Alonso culpa al Gobierno de Aragón

Durante la vista oral, el empresario minero se mostró tranquilo durante toda su declaración en la que, según ya hizo durante la fase instructora, señaló que no era administrador ni de Fimbas ni de Ferpi, empresa que gestionaba el coto donde se ubicaba el yacimiento y la que realizó las obras, respectivamente. En ambas sociedades, según remarcó, tenía participación mayoritaria, pero en ningún caso se encargaba de la gestión, limitándose a acudir al coto para cazar. Es más, Alonso aseguró que no tenía conocimiento de la existencia de un yacimiento y lamentó su destrucción, remarcando que durante estos años ha mostrado su interés sobre los daños que allí se hubiera ocasionado.

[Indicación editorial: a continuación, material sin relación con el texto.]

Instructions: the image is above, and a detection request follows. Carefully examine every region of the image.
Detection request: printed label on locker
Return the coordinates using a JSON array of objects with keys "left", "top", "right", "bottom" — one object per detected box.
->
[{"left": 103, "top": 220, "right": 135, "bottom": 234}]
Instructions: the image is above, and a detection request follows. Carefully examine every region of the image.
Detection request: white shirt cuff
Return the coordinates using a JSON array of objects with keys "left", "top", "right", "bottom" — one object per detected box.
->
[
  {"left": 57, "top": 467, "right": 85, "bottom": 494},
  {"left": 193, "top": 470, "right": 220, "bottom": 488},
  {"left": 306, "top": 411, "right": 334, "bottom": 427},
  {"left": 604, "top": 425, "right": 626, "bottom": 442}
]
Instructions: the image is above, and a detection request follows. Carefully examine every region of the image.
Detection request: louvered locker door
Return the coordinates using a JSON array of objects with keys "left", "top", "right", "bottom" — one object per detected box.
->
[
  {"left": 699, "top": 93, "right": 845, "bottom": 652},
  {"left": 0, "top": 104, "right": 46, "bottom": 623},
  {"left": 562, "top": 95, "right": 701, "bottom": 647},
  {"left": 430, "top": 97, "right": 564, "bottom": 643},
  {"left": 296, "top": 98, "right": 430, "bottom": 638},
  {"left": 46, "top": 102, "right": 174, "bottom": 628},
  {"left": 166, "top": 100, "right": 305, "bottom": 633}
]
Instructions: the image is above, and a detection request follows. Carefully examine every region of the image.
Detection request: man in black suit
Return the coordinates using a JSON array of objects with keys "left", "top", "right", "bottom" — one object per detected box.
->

En cualquier caso, el empresario apuntó directamente al Gobierno de Aragón así como al director de la excavación, ya fallecido, como culpables de la destrucción de este yacimiento. Uno, por no señalizar debidamente la zona; el segundo, por plantear la necesidad de que se limpiase esa zona.

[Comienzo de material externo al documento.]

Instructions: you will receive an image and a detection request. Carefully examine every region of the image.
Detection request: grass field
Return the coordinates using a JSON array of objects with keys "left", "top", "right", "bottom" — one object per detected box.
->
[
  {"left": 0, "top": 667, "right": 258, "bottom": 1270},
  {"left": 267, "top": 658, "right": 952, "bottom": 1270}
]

Destrucción del yacimiento

Ya han pasado ocho años desde que se conociera la destrucción de este yacimiento neolítico, considerado como uno de los dos más importantes de la Península Ibérica, tras la intervención de dos empresas del grupo del empresario minero, principal imputado por este caso. A comienzos de 2009, tras la visita de Vicente Baldellou —director de las excavaciones arqueológicas que se venían desarrollando durante más de treinta años en el interior de la cueva— se hizo público que había sido arrasado todo el nivel neolítico (y parte del paleolítico) por maquinaria pesada, según recuerda leonoticias.com

La Cueva de Chaves era, junto a la Cova de l'Or de Alicante, el más importante yacimiento neolítico de la Península Ibérica. Teniendo en cuenta que aún faltaba por estudiar más del 90% de su espacio, el daño causado es incalculable y supone un atentado contra el patrimonio histórico de primer orden.